ATLANTIC CITY – Lt. Gov. Kim Guadagno addressed the crowd at the closing luncheon for the New Jersey League of Municipalities, calling on Republicans and Democrats to put partisan politics aside and restore the trust of the people of New Jersey. During her speech, she discussed how Democrats and Republicans need to come together in order to address what she called the “number one problem in America”: government.
“We have forgotten that a political boss is not someone with a superPAC,” she said. “Our bosses are those that walked into the voting booth on November 3rd and pulled a lever.”
According to the Lt. Gov., this week’s event had little to do with partisan politics and more to do with getting things done on the state and local level in New Jersey.
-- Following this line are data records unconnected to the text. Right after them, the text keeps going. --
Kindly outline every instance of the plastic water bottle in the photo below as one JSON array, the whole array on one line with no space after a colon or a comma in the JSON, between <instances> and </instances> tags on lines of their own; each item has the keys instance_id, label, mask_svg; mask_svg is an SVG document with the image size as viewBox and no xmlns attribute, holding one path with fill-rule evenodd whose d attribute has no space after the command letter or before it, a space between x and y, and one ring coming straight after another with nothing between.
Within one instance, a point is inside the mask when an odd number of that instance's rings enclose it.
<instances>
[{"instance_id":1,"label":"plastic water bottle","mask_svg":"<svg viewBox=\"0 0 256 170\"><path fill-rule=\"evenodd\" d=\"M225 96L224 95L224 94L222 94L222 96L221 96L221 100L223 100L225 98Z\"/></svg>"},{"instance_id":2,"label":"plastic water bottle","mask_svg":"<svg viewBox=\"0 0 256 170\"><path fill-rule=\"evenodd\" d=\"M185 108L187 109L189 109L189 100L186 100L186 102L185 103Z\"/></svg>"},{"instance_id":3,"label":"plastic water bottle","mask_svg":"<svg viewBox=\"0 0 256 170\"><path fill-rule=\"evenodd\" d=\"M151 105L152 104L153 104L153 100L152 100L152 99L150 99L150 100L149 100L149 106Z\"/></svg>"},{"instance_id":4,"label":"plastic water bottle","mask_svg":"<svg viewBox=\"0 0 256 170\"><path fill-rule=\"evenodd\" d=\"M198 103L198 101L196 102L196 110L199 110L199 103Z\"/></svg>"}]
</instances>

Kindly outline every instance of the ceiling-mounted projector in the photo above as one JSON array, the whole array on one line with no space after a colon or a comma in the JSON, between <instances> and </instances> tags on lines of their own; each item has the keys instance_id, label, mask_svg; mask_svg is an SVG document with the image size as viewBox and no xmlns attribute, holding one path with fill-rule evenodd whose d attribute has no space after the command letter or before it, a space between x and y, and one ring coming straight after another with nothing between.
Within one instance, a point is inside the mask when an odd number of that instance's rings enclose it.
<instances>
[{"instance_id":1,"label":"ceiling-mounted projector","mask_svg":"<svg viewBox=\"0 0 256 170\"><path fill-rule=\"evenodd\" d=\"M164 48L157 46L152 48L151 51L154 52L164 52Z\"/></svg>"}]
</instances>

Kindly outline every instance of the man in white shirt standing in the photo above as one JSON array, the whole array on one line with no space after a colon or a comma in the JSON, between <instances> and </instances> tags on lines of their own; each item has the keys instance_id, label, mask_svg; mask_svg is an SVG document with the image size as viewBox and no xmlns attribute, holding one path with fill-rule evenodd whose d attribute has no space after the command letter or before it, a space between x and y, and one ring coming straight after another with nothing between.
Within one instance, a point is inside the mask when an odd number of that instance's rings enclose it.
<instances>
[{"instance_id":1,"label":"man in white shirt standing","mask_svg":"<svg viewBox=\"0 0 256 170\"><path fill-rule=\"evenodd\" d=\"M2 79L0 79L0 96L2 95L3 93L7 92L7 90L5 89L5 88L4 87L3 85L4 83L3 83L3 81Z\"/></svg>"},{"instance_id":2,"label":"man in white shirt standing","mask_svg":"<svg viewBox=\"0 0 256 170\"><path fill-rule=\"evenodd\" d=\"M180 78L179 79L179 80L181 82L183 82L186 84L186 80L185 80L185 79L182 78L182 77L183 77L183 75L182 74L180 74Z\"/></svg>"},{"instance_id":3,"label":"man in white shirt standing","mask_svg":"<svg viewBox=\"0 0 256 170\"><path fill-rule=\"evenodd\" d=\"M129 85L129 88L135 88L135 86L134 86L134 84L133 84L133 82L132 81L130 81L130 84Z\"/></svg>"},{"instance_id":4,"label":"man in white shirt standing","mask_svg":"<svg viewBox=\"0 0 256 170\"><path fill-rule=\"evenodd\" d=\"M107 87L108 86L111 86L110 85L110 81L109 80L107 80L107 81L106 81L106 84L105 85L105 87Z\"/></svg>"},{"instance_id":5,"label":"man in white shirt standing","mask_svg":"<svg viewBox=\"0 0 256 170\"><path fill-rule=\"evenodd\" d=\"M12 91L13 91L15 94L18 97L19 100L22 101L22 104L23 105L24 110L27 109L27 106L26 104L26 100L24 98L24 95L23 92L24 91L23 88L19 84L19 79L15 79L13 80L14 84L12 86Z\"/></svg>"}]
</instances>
“We can’t talk about gridlock in Trenton without talking about the cause of the gridlock in Trenton,” Guadagno said. “The Republicans say it’s the Democrats, the Democrats say it’s the Republicans. Everyone says it is the governor.”
One of the issues she touched upon were the double-dipping pensions that are authorized in New Jersey.
“Can’t we all think about the things we all agree on and think about those problems moving forward so we can give our constituents, our bosses, the hope they need?” she said. “If you set aside all of our egos, aren’t there pieces of the pension we agree we need to get rid of? Why do 40 out of 50 states in America ban dual pensions? Lets sit down and talk about banning duel pensions. I’m talking about looking forward. Stop the bleeding. Fix it now. Not for us, not for any of us. But, for your kids.”
Guadagno also talked about the need for bipartisan compromise that does not focus on the ideological issues the two parties “will never agree on.” She mentioned sick leave, saving tax dollars, fixing the transportation issues and “putting people over politics” as issues that would be worth focusing on in order to bridge the gaps. According to Guadagno, the decline in voter turnout can be directly tied to the distrust voters have for elected officials on both sides on the aisle and that that trust can be regained if steps start being taken to fix issues on the state and local levels.
Guadagno, a likely candidate for governor in 2017, said that she hopes that in 100 years, today can be looked upon as the day politics was put aside for the betterment of New Jersey.